A vulnerability on a code running on wallet creator WalletGenerator.net was discovered by Harry Denley, a security researcher for MyCrypto. Denley explained in a recent blog post how the online crypto paper wallet creator ran on a code that caused pairs of private and public keys to be issued to numerous users.
Denley said the code was reportedly running by August 2018 and was only fixed by May 23. The live code on the company’s site was alleged to be designed as open source and should be audited on GitHub. However, there were discrepancies found between them.
MyCrypto’s security researcher went over the live code and determined that the keys were created deterministically instead of randomly on the website’s live version.

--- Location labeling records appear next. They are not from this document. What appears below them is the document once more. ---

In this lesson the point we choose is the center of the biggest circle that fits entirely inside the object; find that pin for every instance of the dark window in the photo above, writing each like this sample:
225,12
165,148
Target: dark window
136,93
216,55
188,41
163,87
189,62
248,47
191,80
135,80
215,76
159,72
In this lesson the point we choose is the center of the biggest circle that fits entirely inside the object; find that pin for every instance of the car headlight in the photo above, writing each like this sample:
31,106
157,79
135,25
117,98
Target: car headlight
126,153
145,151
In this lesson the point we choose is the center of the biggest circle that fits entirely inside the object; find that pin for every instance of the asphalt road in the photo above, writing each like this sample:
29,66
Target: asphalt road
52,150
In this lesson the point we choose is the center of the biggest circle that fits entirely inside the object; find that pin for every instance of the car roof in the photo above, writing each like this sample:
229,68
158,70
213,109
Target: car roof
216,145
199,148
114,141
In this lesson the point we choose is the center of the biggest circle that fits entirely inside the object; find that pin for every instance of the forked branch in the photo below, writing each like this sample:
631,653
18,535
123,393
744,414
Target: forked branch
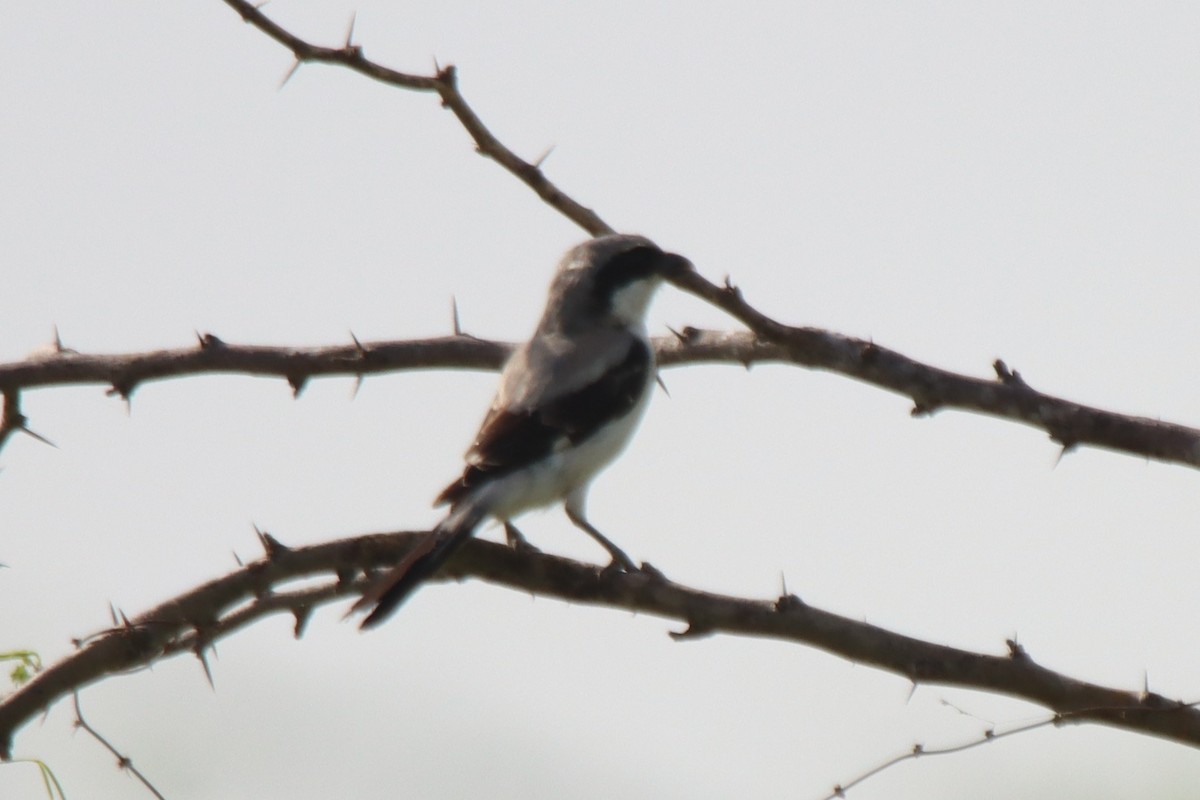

120 out of 1,000 Unique Keys
In a test conducted May 18 to 23, MyCrypto tried to utilize WalletGenerator’s bulk generator to create 1,000 keys. The GitHub version came back with 1,000 distinct keys while the live code only returned with 120 keys. They ran the generator several times and it always returned with 120 keys instead of the expected 1,000 unique keys even after other factors were changed, including the user, VPN and browser refreshes.
Randomness is required to create the unique pairings needed to ensure the security of the paper wallets.
WalletGenerator has reportedly resolved the determinism issue after MyCrypto discussed the problem with the company even while it was still in the midst of its research. The wallet creator was said to have claimed that MyCrypto’s allegations couldn’t be verified and even asked if the company was a “phishing website.”